Oaklanders can rest assured that our government will continue to protect all its residents and defend our progressive values. We’ll proudly stand as a sanctuary city — protecting our residents from what we deem unjust federal immigration laws — fight all forms of bigotry and advance our commitment to equity even more passionately.
We’ll take comfort that checks and balances don’t only mean the presidency is tempered by the judicial and legislative branches, but also by state and local government’s independent power, as well. During this election, the voters of Oakland and Alameda County wielded their power and independence for good by approving billions of dollars for affordable housing, public health, transit and teachers. California voters approved progressive reforms to gun control, marijuana use, bilingual education, and our criminal-justice system. These local election results will make us much less dependent on federal action or assistance.

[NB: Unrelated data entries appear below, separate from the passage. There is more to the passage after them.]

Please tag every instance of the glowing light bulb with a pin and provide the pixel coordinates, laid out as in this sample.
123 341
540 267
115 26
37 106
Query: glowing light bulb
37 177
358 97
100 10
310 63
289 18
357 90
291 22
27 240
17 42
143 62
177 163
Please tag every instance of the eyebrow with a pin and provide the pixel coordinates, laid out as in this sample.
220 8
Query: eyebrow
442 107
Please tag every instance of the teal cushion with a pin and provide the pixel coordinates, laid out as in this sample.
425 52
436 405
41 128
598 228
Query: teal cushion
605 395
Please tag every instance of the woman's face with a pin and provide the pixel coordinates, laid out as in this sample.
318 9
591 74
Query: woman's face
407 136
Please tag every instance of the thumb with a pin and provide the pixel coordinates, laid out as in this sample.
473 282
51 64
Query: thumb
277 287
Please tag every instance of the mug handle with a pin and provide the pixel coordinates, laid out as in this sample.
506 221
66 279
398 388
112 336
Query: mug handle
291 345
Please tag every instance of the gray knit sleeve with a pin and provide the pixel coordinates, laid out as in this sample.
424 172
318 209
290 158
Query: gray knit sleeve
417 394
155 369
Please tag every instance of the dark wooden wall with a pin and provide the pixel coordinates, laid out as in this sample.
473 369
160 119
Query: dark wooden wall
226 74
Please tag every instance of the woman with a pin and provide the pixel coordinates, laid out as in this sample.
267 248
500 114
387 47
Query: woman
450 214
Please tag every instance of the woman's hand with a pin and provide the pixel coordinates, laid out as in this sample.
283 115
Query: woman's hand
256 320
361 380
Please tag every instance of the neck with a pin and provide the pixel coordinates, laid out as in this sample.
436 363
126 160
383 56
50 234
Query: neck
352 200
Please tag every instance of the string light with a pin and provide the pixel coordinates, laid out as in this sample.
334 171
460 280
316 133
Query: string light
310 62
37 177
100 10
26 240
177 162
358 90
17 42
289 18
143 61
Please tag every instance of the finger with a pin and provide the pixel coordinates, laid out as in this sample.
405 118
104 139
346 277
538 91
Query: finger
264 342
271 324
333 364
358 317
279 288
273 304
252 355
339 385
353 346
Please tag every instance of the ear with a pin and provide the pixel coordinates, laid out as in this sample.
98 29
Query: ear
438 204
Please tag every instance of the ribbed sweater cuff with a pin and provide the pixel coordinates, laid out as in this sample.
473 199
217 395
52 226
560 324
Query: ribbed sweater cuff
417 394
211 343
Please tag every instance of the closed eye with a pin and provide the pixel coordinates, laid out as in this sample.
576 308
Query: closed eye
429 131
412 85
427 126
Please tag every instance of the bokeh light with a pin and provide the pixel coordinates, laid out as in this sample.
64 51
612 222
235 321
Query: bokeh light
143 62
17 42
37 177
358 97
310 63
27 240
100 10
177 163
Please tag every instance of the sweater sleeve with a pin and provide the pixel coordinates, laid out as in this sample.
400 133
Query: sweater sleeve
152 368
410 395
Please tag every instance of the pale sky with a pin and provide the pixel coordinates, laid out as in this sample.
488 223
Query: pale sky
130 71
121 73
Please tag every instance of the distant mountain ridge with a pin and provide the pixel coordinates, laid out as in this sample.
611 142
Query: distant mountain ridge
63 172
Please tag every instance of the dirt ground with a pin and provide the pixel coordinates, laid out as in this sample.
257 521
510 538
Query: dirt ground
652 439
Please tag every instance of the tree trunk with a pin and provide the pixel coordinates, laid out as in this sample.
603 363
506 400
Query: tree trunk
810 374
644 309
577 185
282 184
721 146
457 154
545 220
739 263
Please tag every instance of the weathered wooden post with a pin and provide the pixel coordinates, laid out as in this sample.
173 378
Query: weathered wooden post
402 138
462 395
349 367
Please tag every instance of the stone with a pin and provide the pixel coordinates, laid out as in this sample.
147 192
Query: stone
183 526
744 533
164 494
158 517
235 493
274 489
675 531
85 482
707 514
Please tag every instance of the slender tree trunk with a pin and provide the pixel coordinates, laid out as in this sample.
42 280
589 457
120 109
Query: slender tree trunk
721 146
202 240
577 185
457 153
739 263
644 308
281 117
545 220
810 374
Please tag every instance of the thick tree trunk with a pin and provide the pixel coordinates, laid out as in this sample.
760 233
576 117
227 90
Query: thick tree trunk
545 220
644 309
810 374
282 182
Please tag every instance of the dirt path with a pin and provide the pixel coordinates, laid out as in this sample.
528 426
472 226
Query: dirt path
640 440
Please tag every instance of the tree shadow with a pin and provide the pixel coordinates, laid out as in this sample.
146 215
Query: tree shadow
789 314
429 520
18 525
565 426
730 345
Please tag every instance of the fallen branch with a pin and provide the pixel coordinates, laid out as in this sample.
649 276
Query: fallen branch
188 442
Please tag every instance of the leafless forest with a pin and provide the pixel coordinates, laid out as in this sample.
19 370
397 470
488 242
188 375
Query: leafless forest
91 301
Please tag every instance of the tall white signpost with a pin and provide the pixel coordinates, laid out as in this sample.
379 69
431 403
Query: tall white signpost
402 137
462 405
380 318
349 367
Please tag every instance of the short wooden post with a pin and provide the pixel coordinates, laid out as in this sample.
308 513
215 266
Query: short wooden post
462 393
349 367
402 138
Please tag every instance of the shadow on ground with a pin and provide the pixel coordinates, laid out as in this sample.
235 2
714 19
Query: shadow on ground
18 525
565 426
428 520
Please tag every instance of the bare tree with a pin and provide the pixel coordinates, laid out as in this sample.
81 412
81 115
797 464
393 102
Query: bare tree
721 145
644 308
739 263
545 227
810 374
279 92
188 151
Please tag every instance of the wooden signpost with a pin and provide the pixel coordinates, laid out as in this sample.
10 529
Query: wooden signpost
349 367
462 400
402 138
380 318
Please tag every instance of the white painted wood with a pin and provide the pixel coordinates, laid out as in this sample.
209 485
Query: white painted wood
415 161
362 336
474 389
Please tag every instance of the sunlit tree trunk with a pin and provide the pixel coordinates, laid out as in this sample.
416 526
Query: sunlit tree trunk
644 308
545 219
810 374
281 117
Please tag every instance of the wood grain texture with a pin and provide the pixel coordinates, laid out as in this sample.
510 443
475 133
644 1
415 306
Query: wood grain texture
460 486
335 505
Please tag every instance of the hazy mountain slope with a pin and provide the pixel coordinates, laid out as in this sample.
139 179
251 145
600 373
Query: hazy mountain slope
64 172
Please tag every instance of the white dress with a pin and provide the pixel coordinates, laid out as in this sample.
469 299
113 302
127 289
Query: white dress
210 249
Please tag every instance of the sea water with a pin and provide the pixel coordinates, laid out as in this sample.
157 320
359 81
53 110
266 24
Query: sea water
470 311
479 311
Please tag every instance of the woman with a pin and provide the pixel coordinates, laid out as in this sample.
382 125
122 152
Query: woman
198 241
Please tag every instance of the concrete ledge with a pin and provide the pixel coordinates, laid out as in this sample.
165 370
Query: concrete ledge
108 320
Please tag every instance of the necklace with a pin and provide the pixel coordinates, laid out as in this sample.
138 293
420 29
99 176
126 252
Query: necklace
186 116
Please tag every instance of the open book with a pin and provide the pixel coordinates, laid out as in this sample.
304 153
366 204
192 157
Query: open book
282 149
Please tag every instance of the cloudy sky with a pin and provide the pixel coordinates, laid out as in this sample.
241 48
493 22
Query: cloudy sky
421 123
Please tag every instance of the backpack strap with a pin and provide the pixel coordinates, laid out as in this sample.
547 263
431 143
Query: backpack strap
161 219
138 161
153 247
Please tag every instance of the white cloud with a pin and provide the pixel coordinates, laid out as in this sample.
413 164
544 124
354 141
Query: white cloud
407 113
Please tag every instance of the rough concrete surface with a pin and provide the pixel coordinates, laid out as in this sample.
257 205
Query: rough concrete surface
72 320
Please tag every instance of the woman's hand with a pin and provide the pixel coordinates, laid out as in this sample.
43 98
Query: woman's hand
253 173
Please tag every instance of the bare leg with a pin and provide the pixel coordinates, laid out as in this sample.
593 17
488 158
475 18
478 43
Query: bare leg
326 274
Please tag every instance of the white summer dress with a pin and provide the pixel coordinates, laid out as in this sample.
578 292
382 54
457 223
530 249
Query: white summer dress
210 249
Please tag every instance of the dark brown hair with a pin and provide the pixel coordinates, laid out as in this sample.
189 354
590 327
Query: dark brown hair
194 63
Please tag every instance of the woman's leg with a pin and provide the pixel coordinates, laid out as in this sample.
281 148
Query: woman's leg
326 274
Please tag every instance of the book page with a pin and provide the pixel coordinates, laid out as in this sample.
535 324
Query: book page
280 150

We’ll take comfort that cities are increasingly where the power and action for innovative change lies. Take climate action, for example, where leaders of 7,100 cities in 119 countries — including Oakland — have signed on to Global Covenant of Mayors for Climate and Energy and announced progress on locally driven emissions reductions at COP22 and Habitat 3. Since 70 percent of greenhouse gas emissions come from cities, this coordinated local action will have a global impact regardless of national leadership. California and local Bay Area governments can enact our own laws and allocate our own funds, consistent with our progressive values. And we just did.

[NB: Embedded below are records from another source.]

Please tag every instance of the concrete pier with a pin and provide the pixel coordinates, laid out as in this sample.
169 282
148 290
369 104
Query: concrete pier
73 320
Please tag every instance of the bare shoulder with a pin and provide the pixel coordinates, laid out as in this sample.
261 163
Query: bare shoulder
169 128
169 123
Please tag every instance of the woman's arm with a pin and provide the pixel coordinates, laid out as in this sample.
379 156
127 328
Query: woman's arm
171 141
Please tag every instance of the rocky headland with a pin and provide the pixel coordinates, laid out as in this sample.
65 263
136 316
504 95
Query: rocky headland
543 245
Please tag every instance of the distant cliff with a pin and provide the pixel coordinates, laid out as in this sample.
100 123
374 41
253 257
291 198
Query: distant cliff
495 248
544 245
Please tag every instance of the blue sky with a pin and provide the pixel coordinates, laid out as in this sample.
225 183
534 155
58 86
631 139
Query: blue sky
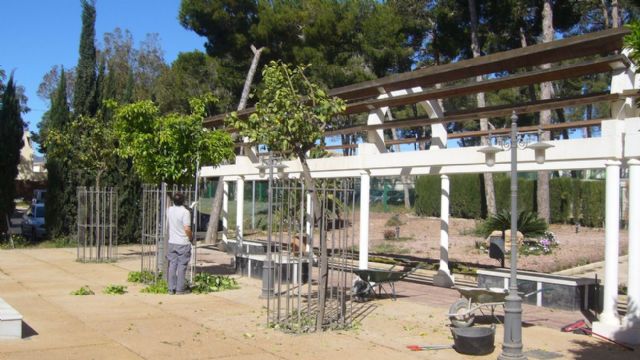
37 34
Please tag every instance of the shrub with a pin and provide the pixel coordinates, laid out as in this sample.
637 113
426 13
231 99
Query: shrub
529 224
389 234
115 289
85 290
205 283
159 287
394 221
142 277
592 203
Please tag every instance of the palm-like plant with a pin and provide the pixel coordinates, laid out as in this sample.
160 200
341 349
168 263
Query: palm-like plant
529 224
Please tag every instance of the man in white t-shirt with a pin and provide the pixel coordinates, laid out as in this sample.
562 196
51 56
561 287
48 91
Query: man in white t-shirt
179 252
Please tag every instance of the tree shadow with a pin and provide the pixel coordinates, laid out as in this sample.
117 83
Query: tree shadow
589 350
28 331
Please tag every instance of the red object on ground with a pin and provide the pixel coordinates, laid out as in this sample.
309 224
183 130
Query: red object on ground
581 327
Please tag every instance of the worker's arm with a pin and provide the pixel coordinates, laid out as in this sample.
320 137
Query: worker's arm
187 230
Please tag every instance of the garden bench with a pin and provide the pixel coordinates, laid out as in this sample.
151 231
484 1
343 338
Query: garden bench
10 322
552 290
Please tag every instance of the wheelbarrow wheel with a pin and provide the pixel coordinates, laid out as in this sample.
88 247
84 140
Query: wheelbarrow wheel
463 317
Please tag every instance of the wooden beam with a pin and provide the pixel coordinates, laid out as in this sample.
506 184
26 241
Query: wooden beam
600 42
533 128
520 79
489 112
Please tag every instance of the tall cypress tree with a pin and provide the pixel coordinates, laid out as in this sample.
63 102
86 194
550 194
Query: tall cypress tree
58 117
11 131
84 96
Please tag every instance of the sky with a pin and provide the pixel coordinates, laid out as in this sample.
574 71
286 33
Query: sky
38 34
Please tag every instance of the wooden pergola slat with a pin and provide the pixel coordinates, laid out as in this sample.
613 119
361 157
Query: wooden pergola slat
601 42
521 79
488 112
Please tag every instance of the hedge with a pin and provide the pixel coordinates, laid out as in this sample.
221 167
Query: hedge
570 199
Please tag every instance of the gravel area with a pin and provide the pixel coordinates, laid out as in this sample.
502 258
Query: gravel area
420 237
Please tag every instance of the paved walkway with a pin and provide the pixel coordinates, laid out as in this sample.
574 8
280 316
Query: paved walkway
231 324
597 268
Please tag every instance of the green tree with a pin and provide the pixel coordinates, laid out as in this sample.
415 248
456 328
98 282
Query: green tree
88 142
11 132
346 41
191 75
58 218
291 116
84 97
168 148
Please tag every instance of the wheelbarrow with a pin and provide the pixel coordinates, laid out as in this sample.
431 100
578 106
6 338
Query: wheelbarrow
462 312
363 289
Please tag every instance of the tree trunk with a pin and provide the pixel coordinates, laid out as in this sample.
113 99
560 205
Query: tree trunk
615 14
546 92
489 191
605 14
323 279
216 205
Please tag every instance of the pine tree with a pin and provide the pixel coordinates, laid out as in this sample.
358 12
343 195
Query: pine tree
58 117
11 132
84 97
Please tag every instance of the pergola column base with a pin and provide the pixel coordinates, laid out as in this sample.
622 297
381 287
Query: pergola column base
626 333
443 279
630 332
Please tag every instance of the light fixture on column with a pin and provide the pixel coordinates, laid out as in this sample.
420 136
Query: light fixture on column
280 169
490 154
540 149
262 169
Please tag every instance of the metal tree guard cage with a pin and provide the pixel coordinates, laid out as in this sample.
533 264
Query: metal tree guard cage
97 224
292 302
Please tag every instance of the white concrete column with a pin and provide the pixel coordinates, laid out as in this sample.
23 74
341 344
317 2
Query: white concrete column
239 210
225 210
444 223
308 229
365 185
609 313
633 279
443 277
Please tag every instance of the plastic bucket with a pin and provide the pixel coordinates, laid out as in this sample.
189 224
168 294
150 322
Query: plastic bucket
474 340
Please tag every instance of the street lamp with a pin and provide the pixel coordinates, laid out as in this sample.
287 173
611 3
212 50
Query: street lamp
269 161
512 343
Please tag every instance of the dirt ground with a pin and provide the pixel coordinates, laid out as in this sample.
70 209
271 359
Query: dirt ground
420 236
226 325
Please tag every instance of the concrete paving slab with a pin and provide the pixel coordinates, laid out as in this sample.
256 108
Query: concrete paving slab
229 324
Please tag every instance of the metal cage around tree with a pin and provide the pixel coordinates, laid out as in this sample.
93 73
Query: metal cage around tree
294 303
97 237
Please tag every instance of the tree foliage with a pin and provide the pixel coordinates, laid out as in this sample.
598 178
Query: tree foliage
292 112
192 74
84 98
11 132
87 142
169 147
346 41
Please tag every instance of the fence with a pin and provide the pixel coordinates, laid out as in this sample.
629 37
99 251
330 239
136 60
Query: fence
97 224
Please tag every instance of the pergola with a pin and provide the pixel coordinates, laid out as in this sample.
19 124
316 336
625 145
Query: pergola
617 147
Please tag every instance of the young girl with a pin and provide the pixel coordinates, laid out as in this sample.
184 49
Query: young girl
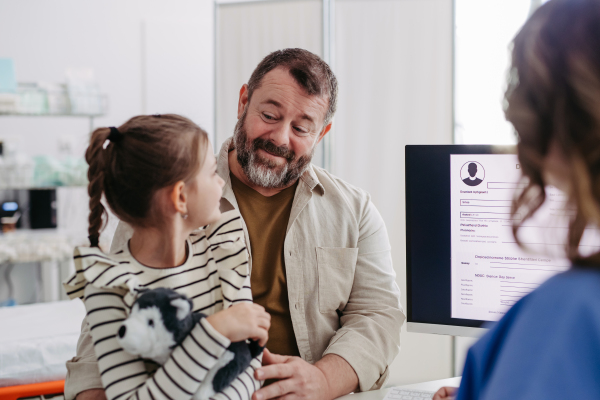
158 174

I’ll continue to work with progressive-minded mayors to advance local energy and climate action plans and build resiliency, as well as help others become sanctuary cities.
My other immediate job is to help Oakland move beyond anger to action; not just get mad — get involved. It’s time to step up our donations and work with organizations that fight bigotry and promote inclusion, choice, environmental justice, greater income equality and immigrant rights. We can shore up these rights and protect our values no matter who is in the White House or the state house.

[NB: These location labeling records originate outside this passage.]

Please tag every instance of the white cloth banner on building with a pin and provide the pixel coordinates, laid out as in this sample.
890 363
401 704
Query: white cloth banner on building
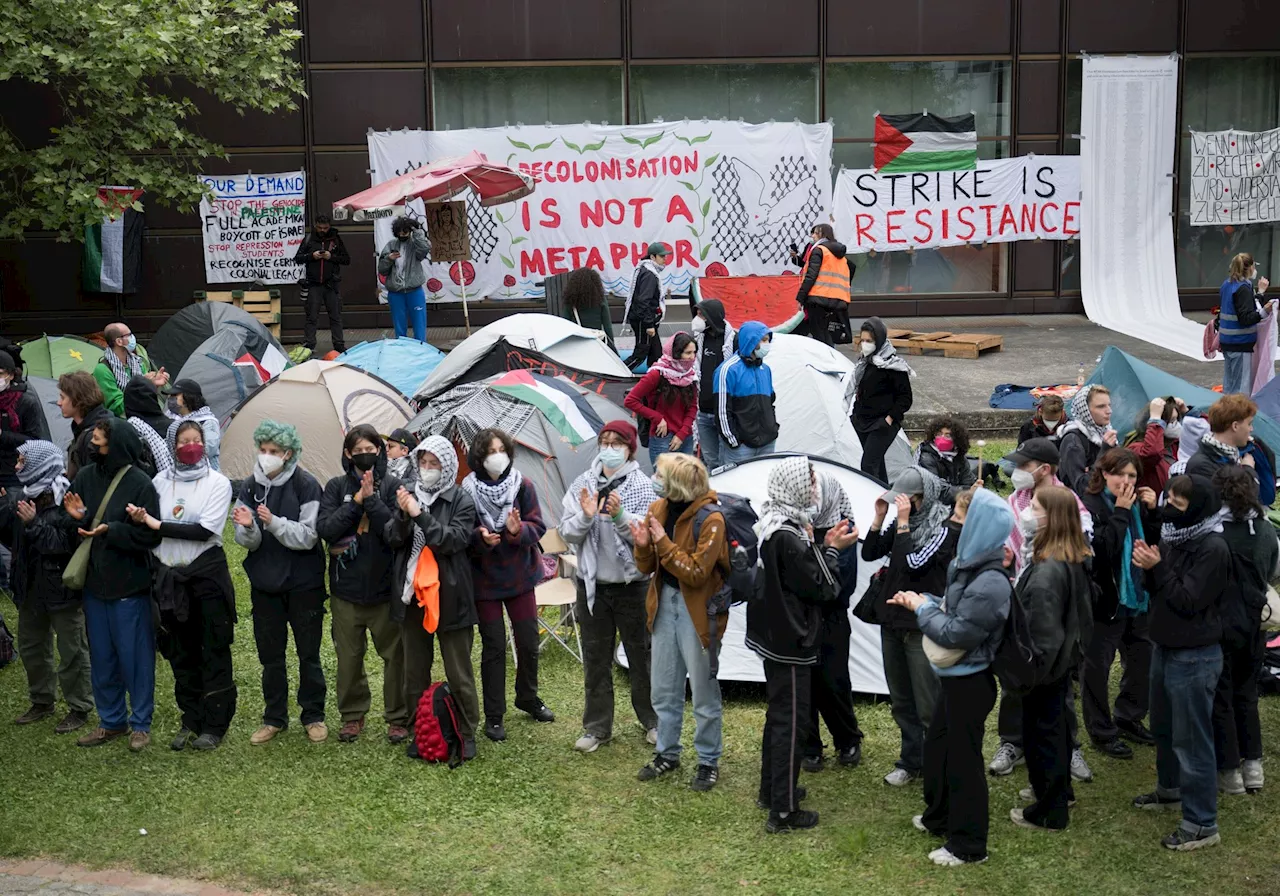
252 227
1128 280
1002 200
725 196
1235 177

A lot of what this election showed us is that people are frustrated with government on both sides of the aisle. We can’t ignore those voices, or allow ours to be co-opted.
Peaceful protest is a bedrock of democracy and a sacred right for Oaklanders. It’s part of Oakland’s legacy and ethos. That’s why I’m angry that a handful of cowardly vandals used recent peaceful protests to shield their acts of destruction. We must remain peaceful and derive strength from our solidarity.
It is sad that so many of the victims of this destruction were the very people we should be comforting in light of these election results — not further traumatizing. They included immigrants, disabled transit riders, community-based artists, women, people of color and hard-working Oaklanders struggling to get by.
Let’s react to this election by coming together and by showing that diverse, progressive cities like ours work, and remain even more committed to social justice.
Libby Schaaf is the fiftieth mayor of Oakland.